LLMIR

Version 0.0.1

Large Language Model IR Compiler Framework

Quantization Support

Quantization Support in LLMIR

Quantization is a critical optimization technique for large language models, reducing memory footprint and computation requirements by using lower-precision representations of weights and activations.
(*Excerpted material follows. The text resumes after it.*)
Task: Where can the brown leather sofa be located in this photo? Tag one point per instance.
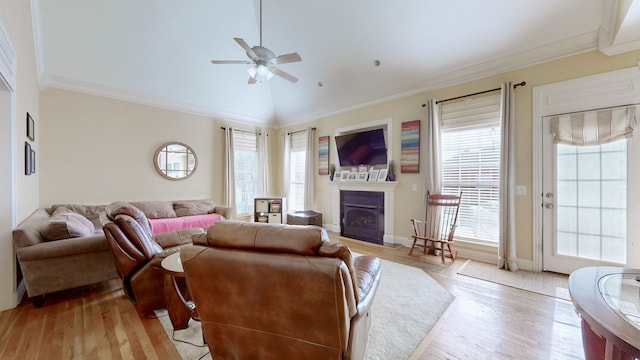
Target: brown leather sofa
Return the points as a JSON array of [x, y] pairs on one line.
[[271, 291], [138, 254]]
LLMIR provides comprehensive support for quantization through specialized representations and transformations.

Quantization in LLMIR 

LLMIR supports various quantization strategies tailored for LLM inference:

Custom Quantized Types 

LLMIR defines specialized types for representing quantized tensors:

// INT8 asymmetric quantized tensor
!llm.quantized_tensor<4x1024xi8, scale=f32, zp=i8, group_size=128>

// INT4 symmetric grouped quantized tensor
!llm.quantized_tensor<4x1024xi4, scale=f32, symmetric=true, group_size=128>

// Mixed precision quantized tensor
!llm.mixed_quantized_tensor<4x1024x!llm.mixed<i8,i4>, scale=f32>

Quantization Operations 

// Quantize a tensor from FP16 to INT8
%quantized = llm.quantize(%input) {
  scale = dense<0.01> : tensor<256xf32>,
  zero_point = dense<-2> : tensor<256xi8>,
  bits = 8 : i32,
  symmetric = false
} : (tensor<1x256xf16>) -> tensor<1x256xi8>

// Dequantize from INT8 back to FP16
%dequantized = llm.dequantize(%quantized) {
  scale = dense<0.01> : tensor<256xf32>,
  zero_point = dense<-2> : tensor<256xi8>
} : (tensor<1x256xi8>) -> tensor<1x256xf16>

// Quantized matrix multiplication
%result = llm.quantized_matmul(%input, %weight, %scales, %zero_points) {
  bits = 8 : i32,
  group_size = 128 : i32
} : (tensor<?x?xf16>, tensor<?x?xi8>, tensor<?xf32>, tensor<?xi8>) -> tensor<?x?xf16>

Quantization Methods 

LLMIR will support multiple quantization strategies:

Post-Training Quantization (PTQ) 

  • Symmetric Quantization: Uses a symmetric range around zero
  • Asymmetric Quantization: Uses zero-point offsets for asymmetric ranges
  • Per-Channel/Per-Tensor: Supports different scaling granularities
  • Group-wise Quantization: Applies quantization parameters to groups of weights

Quantization-Aware Inference (QAI) 

  • Weight-only Quantization: Keeps activations in higher precision
  • Activation Quantization: Quantizes intermediate activations
  • Mixed-precision Inference: Different precision for different parts of the model

Optimization Passes 

LLMIR will include several quantization-related optimization passes:

  1. QuantizationCalibrationPass: Analyze model to determine optimal quantization parameters
  2. WeightQuantizationPass: Convert model weights to quantized formats
  3. ActivationQuantizationPass: Add quantization/dequantization for activations
  4. QuantizedOperationFusionPass: Fuse quantized operations for efficient execution
  5. HardwareSpecificQuantizationPass: Customize quantization for specific hardware features

Integration with Hardware Backends 

LLMIR’s quantization system is designed to integrate with various hardware backends:

  • NVIDIA Tensor Cores: Support for INT8/INT4 computation
  • Intel AMX: Optimizations for x86 Advanced Matrix Extensions
  • ARM Matrix multiplier: Support for efficient ARM-based inference
  • Custom Accelerators: Extensible for specialized ML hardware

Runtime Support 

The LLMIR runtime will provide efficient implementations for quantized operations:

// Quantized Matrix Multiplication (Planned API)
void quantizedMatMul(
    const void* input,           // Input activations (typically FP16)
    const int8_t* weights,       // Quantized weights (INT8/INT4)
    const float* scales,         // Quantization scales
    const int8_t* zeroPoints,    // Zero points (for asymmetric)
    void* output,                // Output buffer
    int M, int N, int K,         // Matrix dimensions
    int groupSize,               // Group size for scales
    int bits                     // Bit width (8/4)
);

Future Directions 

As part of LLMIR’s advanced features (Phase 3), quantization support will be enhanced with:

  • Sparse-Quantized Representations: Combining sparsity and quantization
  • Dynamic Quantization: Adaptive precision based on content
  • Calibration Tools: Utilities for determining optimal quantization parameters
  • Automated Mixed Precision: Intelligent selection of precision for different model parts

This feature is planned for Phase 3 of the LLMIR project development.